This rug, woven out of recycled t-shirts, shrunk to 21″ off the loom, and I’m expecting it to shrink again after washing; however, I’m pleased with it so far. The kitty likes it, too. 🙂
I’m weaving a bath mat out of old t-shirts. What I’ve learned so far: one shirt weaves about 8 inches, packing with a wide-tooth comb works better than a narrow fork, and the heddle will fray the cotton warp (maybe because the cotton is too thick for the heddle) so I use it to raise and lower the threads only.
I spotted this video while looking at Saori weaving videos earlier. It's an infomercial for a rigid heddle-type of loom made by the Clover (Hana-Ami) Company from Japan. I've seen similar rigid heddle looms where the heddle rotates or rocks and looks like a block of wood.
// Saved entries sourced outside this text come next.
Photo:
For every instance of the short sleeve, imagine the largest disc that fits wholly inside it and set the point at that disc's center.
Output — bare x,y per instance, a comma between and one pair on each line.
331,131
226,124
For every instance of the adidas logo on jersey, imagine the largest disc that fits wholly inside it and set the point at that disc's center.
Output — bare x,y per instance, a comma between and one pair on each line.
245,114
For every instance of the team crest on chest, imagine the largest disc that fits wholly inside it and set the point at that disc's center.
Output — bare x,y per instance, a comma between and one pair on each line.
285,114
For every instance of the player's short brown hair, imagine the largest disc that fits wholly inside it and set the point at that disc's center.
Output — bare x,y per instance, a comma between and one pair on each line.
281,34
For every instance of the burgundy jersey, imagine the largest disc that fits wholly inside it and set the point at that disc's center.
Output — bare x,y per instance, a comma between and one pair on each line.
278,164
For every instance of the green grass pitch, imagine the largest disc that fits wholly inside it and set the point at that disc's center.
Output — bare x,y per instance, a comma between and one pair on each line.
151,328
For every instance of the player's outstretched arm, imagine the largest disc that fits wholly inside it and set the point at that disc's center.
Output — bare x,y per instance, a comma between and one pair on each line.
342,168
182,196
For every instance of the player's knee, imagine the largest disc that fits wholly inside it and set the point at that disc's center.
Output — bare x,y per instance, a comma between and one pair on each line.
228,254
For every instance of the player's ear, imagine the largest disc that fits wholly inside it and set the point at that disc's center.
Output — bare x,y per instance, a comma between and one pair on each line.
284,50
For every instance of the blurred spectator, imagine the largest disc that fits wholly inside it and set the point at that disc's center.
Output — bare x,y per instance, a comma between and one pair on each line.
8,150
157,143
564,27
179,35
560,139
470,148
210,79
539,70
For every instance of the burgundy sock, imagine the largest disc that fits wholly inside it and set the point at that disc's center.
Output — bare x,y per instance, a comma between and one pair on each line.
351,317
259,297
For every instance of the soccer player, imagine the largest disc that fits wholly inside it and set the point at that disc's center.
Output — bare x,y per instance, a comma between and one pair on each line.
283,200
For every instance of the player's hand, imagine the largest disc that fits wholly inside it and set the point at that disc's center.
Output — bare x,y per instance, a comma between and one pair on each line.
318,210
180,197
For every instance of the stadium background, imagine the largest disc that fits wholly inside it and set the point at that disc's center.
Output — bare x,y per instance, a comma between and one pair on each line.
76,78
What strikes me the most is the efficiency in warping. The loom has a built-in warping board that keeps the warp in place and under tension. It's simply rolled onto the warp bar after the ends are snipped. I wonder if this type of thing could be adapted to other rigid heddle looms. The board/pegs would need to fit in the frame of the loom and also have enough pegs for a decent length of warp. It makes me think!
Someday I'll get tired of taking so-so pictures with my iPod and go back to my "real" camera. In the meantime, all I have to show of the latest experiment is this blurry picture of an attempt to weave a band using a rigid heddle (this was the 10 dent Beka) and the little antique Peacock loom. I had always wanted to refurbish the Peacock loom because it's so tiny and portable (12" width), but I failed to get up the energy to tie 100 string heddles. Instead, I ordered the smallest Texsolv heddles (5 7/8", I think) which were too long. So, I need to either shorten them somewhat, the length and the eyes are too big, or tie those 100 string heddles! Either way, that means this little loom is sitting empty… or is it? After reading up on Sami-style weaving, I warped the rigid heddle and tied it onto the Peacock loom, using only the warp and cloth bars. I removed the heddles (carefully!) and also the reed, which is held in very lightly by two small screws. I'm considering removing the top bar, too, because it's in my way and I happen to be enjoying weaving bands. But then I need to sit back and wonder if it's better to put the Peacock loom back together and pass it along to someone who will tie those 100 string heddles, or if it's better to keep it in pieces and use it as a cradle or box loom. Decisions, decisions…
I couldn't make heads or tails of the pattern until I realized the pattern strands (which are in the center and double the thickness of the other strands) are sometimes raised from beneath, and sometimes lowered from above. This may not make any sense, but once I figured it out, I knew how to do this style of weaving. There are some really wonderful band weaving heddles out there with fancy double holes and smaller slots, but if you want to try it, I suggest using a simple rigid heddle and a pattern. You don't even need the loom, as traditional weavers do this backstrap-style. If you'd like a place to start, I suggest you try The Braids and Bands Yahoo group. It's free but you do need to join. Try the Files section to find a series of PDF handouts by Susan Foulkes, who recently held an online course for Sami style band weaving.
Now that I've got the hang of it, I want to use a finer thread, more colors, and a more intricate pattern.
This may be the fastest item I’ve ever woven. It’s a scarf on the Glimakra Emilia using pink and white cotton. The warping and weaving took a total of two and a half hours! I’ll post the “finished” picture tomorrow.
I just started a narrow scarf for myself using Berroco Remix. The pattern is a favorite, the 3/1 lace pattern in the weft float section of Jane Patrick's book, The Weaver's Idea Book. Instead of using scrap yarn, I'm using a length of spool knitted yarn I made on this little gadget, the Embellish Knit I-Cord Maker. Works great!